Time Warner`s Melissa Sorola, regional communications director for Texas, said that "all customers will have access to a `gas gauge` that will enable them to track their consumption against their current plan," and that "We don`t want our customers to have any unpleasant surprises."
"Consumption based billing will enable customers to choose a tier that makes sense for them," Sorola said. "The vast majority of our customers will see no difference in their monthly bill. "
Jeff Simmermon, director of digital communications for Time Warner, said that the company would introduce a "super-tier" of service topping out at 100 GB. Simmermon told ConsumerAffairs.Com that details for pricing of the "super-tier" were still being worked out at the time of the expansion announcement.
Besides Time Warner, AT&T and Frontier Internet have all rolled out plans for metered broadband tests, usually in low-competition markets where they do not face challenges from Verizon`s fiber-optic (FiOS) service.
Comcast, rather than setting up capped bandwith tiers, has put a cap on all service at 250 GB, with warnings given over the phone to users who go over the limit.
Opponents of metered broadband billing say that even something as simple as streaming online video can eat up a set broadband cap very quickly, leading users to shy away from downloading — or uploading — broadband-intensive media content.
Consumer advocates and telecommunications analysts say the real goal of metered broadband is not to prevent bandwith consumption, but to protect the profits from cable television, which faces challenges from the many services enabling video and TV watching over the Internet.
Early response to announcement of the plan was not kind. Said one commenter at BusinessWeek, "Well, they`re cutting their own throats with their greed. The point is to monopolize the internet and stifle the growth of streaming content. I hope they go down in flames. I hope they lose so many customers they can`t stay in business!"

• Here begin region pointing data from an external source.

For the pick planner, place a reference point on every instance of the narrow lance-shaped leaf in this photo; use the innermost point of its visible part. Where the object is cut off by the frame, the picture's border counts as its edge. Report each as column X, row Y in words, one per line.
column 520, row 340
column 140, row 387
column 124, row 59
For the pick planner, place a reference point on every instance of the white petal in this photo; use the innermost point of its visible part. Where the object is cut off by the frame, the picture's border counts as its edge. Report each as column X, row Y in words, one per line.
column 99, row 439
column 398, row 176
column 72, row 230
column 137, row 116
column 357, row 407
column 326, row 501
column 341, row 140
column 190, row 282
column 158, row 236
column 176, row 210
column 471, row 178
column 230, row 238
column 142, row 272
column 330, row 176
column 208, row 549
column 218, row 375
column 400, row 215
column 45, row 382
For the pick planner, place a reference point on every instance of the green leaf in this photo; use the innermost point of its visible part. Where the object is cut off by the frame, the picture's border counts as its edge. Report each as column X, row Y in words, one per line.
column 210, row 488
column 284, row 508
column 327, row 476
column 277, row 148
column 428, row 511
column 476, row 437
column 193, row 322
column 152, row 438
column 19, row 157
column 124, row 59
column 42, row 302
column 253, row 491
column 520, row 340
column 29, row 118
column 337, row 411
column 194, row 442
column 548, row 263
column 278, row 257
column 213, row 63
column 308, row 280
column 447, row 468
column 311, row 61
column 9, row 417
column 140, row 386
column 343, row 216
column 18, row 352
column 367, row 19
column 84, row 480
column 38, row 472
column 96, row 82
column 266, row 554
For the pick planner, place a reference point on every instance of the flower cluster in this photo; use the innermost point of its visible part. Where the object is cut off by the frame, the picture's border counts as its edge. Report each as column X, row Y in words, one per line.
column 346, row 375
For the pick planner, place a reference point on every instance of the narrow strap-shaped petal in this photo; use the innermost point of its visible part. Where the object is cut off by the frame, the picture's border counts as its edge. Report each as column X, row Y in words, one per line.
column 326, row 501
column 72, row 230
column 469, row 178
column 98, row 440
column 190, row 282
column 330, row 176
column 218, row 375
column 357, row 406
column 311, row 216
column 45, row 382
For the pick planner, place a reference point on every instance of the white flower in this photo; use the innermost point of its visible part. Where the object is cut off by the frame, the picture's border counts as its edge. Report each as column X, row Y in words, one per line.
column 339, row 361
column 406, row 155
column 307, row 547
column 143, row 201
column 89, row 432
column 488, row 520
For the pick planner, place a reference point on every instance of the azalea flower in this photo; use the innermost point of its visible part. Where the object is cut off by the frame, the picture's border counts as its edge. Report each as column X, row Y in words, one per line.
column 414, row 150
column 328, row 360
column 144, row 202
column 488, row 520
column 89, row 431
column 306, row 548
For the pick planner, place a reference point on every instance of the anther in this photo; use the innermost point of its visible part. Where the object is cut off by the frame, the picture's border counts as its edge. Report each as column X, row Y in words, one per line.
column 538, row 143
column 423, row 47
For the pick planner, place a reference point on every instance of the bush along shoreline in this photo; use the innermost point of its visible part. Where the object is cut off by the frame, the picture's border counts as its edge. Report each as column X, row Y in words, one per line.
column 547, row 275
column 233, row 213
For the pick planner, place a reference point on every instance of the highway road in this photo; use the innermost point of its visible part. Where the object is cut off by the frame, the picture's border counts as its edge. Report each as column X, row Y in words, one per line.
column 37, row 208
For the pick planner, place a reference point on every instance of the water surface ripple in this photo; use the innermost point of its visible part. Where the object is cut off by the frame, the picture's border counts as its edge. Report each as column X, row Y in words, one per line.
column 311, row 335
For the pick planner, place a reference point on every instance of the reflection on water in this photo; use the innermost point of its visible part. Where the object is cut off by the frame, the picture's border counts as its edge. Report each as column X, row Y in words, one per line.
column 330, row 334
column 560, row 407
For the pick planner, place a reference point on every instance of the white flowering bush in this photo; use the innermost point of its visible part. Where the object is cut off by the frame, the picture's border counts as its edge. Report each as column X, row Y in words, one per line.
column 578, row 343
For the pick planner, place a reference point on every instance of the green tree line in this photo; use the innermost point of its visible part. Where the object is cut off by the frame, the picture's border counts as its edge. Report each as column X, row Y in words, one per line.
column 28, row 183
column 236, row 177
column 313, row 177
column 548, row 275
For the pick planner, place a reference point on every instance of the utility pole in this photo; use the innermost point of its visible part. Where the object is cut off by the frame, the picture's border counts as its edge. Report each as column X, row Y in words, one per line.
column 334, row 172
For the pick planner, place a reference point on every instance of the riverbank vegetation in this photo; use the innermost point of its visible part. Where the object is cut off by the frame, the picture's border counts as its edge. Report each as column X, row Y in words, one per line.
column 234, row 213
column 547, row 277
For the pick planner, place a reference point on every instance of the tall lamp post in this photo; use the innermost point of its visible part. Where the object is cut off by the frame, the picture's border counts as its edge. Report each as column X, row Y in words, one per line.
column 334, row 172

Karl Bode, editor of Broadband Reports, criticized the company for not doing more to expand its infrastructure and improve its service.
"The pressure to shift to metered billing also comes from investors, who obviously love the idea of charging consumers more money for the same (or less) service in an age where the cost of bandwidth and network hardware continues to drop," he said.
"Keep in mind that Time Warner Cable has yet to officially announce DOCSIS 3.0 upgrades in a single market," he added.
ConsumerAffairs.Com asked Simmermon and Alex Dudley, Time Warner`s vice-president for public relations, if customers will see any benefit from metered billing in the form of eventual infrastructure upgrades. "Yes," Simmermon said.
"Yes they will," added Dudley, "but perhaps more importantly, they will see a degradation of service over time if we don`t invest to keep up."